Perhaps the Brexiteer intends to spend more time in Ireland, where “working farmers” can still get 90% farm help when passing on farmland. Last week he applied for planning permission from Waterford County Council to build a helipad at Ballynatray House, the 850-acre property he bought last year on the banks of the River Blackwater for more than £30m of euros.

Effing Dáil

Last week People Before Profit’s Paul Murphy dropped the F-bomb in the Dáil over Danny Healy-Rae’s ignorant jab about the Dublin TD’s baby. Murphy said before she had named her baby Juniper to avoid “sexes” from birth. When Healy-Rae muttered that Murphy “doesn’t know if your own child is a boy or a girl”, the Dublin TD told him to “f*** off”, adding for good measure that he was a bastard.

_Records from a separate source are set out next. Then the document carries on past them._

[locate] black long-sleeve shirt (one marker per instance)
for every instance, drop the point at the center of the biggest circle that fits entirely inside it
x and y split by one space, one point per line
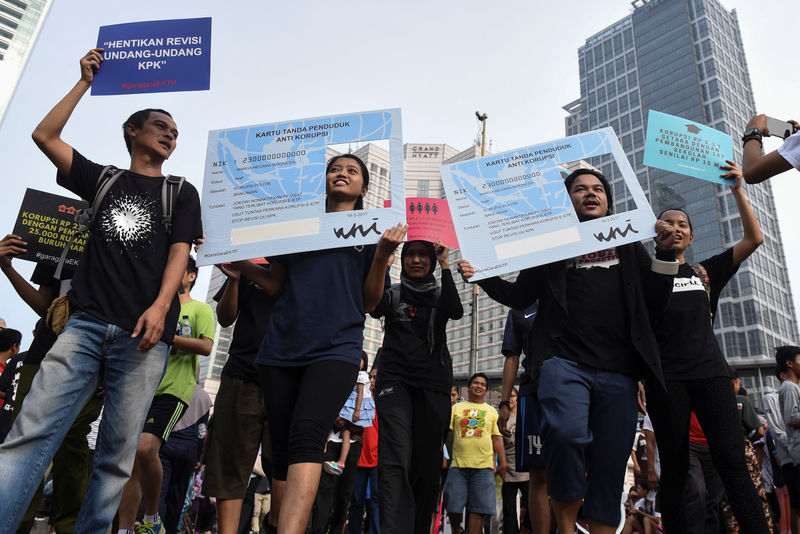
643 290
406 355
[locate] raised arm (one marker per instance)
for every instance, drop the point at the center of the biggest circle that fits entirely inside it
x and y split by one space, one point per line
751 233
449 298
500 451
270 280
151 322
384 256
37 299
228 305
47 134
510 370
194 345
756 166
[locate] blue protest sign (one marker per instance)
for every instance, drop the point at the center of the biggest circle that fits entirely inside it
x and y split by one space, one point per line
685 147
154 57
264 191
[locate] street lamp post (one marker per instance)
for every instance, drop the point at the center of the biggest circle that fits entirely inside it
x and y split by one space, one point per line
473 345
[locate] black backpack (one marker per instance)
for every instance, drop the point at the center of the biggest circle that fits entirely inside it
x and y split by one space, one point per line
170 190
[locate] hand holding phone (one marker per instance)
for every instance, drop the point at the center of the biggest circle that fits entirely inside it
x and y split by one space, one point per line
778 128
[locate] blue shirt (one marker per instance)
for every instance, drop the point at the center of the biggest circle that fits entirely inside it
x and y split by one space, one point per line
515 342
319 314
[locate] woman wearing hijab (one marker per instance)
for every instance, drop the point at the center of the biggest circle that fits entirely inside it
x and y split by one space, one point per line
412 388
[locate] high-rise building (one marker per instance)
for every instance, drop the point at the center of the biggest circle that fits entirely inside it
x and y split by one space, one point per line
685 58
20 21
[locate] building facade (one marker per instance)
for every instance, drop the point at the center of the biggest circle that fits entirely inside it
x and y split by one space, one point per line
686 58
421 169
20 21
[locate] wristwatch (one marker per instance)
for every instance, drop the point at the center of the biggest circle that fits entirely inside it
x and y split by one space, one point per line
752 133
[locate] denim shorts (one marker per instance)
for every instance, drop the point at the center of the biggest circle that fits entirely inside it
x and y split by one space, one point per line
473 488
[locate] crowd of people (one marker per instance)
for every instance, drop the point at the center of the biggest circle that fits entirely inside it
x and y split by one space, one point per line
308 436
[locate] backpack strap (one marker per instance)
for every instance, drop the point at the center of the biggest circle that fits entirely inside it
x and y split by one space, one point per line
85 217
702 274
169 199
394 300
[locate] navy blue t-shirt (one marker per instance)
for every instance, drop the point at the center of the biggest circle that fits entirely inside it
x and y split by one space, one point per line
319 314
515 342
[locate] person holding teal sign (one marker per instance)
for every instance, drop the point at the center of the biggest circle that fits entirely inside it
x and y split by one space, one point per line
696 373
311 352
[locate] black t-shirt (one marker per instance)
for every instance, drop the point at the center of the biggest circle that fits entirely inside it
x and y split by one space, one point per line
516 339
122 266
319 314
406 355
8 385
43 338
597 332
255 306
685 333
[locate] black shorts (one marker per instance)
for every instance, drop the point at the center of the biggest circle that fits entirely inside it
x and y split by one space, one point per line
163 415
529 434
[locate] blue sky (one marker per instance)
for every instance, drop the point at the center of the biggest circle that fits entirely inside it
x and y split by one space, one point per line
438 61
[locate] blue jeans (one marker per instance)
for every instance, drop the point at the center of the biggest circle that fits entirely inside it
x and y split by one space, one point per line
88 353
365 477
589 425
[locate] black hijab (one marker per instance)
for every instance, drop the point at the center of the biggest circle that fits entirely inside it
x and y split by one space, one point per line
419 291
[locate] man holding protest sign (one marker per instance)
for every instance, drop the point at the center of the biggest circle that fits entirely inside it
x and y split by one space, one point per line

While Green Party TD Paul Gogarty’s powerful blast from Labor MP Emmet Stagg is perhaps the most famous example of unparliamentary language in the Dáil, the F-word is not that uncommon. A search of the Dáil record turned up more than a dozen bastards over the past decade. Independent TD Mick Wallace was responsible for five of them, while Donegal TD Thomas Pringle was also led to swear three times.

There was a common thread with Murphy and Pringle’s latest breakout: Danny Healy-Rae. Last November, after the Kerry TD complained about uncontrolled asylum seekers in Kerry, Pringle said he wanted to dissociate himself from the comments. An argument ensued, with Pringle finally losing his cool and telling Healy-Rae that he “doesn’t listen to what anybody says”.

“Next time open your ears instead of your mouth, you might understand what people are saying,” said the Donegal TD.

There are penalties for swearing at the Dáil, including suspension. But there is nothing like it for those who challenge unparliamentary language. If there was, Healy-Rae would surely be the fugitive.